Kaplan’s work presaged the growing interest among social and political scientists to apply formal models and quantitative methods to the study of international relations; he theorized that one could understand a great deal about how states interact with one another by looking at the structure or architecture of the international system itself.
In addition to his seminal work on systems theory, he communicated prolifically on numerous topics in political science, writing or editing 30 books and over 100 articles, including: Science, Language and the Human Condition; The Political Foundations of International Law; The Rationale for NATO; Justice, Human Nature, and Political Obligation; and The Soviet Union and the Challenge of the Future. He was also active in a number of professional groups, including as president of the Professors World Peace Academy International, as a member of the editorial advisory board of the Washington Times, as the editor of the magazine World & I, and as a consultant for the National Endowment for the Humanities, among myriad other positions and memberships he held throughout his career and well into his retirement.

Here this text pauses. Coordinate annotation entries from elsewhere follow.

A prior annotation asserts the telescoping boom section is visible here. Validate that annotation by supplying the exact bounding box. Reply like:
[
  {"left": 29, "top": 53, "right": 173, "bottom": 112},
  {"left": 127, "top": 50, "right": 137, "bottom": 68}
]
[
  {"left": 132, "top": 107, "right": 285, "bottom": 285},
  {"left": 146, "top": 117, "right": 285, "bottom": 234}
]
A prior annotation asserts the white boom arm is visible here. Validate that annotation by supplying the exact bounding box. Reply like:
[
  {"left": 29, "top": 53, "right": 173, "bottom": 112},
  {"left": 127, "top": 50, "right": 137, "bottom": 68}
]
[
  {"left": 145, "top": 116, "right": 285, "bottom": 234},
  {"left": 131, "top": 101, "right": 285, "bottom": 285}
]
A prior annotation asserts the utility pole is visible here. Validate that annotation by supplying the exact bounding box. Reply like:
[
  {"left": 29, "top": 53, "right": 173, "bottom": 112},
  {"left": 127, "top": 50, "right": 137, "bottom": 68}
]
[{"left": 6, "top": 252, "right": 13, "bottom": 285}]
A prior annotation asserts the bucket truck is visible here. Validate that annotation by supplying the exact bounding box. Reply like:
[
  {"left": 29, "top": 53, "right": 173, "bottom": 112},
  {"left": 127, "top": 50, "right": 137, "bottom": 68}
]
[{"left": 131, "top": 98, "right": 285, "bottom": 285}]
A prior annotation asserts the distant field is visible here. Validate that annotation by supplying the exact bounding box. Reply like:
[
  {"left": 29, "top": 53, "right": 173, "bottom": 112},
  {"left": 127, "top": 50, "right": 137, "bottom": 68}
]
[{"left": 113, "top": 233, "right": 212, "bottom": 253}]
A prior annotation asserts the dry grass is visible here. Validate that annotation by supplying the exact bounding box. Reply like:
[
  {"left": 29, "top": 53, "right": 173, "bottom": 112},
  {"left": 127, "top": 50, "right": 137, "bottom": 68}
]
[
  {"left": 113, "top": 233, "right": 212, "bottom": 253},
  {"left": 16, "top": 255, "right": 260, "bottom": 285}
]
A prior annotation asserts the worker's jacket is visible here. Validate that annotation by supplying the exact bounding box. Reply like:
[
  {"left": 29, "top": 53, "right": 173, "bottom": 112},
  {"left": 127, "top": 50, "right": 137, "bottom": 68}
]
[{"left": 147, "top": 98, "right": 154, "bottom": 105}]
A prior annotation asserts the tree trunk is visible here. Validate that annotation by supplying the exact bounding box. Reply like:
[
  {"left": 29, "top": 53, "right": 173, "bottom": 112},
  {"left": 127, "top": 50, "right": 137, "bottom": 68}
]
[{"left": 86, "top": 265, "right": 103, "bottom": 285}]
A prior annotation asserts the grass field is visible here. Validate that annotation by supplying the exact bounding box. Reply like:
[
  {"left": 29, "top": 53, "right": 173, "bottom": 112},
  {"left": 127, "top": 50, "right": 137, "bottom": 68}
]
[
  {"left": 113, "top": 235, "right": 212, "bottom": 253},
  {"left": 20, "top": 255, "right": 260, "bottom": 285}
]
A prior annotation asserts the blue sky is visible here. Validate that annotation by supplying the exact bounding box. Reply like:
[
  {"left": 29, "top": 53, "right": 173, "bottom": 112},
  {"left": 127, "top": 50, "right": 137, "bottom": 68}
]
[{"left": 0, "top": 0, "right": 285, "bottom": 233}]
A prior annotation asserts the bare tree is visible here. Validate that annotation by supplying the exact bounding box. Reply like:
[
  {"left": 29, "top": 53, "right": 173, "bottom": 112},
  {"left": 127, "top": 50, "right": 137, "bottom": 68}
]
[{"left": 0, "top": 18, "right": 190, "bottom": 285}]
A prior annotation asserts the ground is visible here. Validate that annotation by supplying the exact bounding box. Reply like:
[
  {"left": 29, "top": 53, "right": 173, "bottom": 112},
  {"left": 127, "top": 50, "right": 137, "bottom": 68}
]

Prior to joining the University of Chicago, Kaplan graduated with a bachelor’s degree in political science from Temple University in 1943 and then served in the United States Army from 1943–1946. He earned his PhD from Columbia University in 1951. Between 1951 and 1956, he was a political science instructor at The Ohio State University, an assistant professor of political science at Haverford College, and a staff member at the Brookings Institution.
He retired from the university in 1991, but his influence remains evident today, as almost every contemporary international relations scholar has been won over to his view that the study of world politics should be a scientific enterprise. His contributions to the field are celebrated annually by the Morton A. Kaplan Prize, which recognizes the best Master’s paper by a recently graduated Honors student from the Division’s Committee on International Relations. To date, 23 students have been awarded the prize named in his honor.
Kaplan is survived by his son, Anthony Mondon. A memorial service will be held at a later date.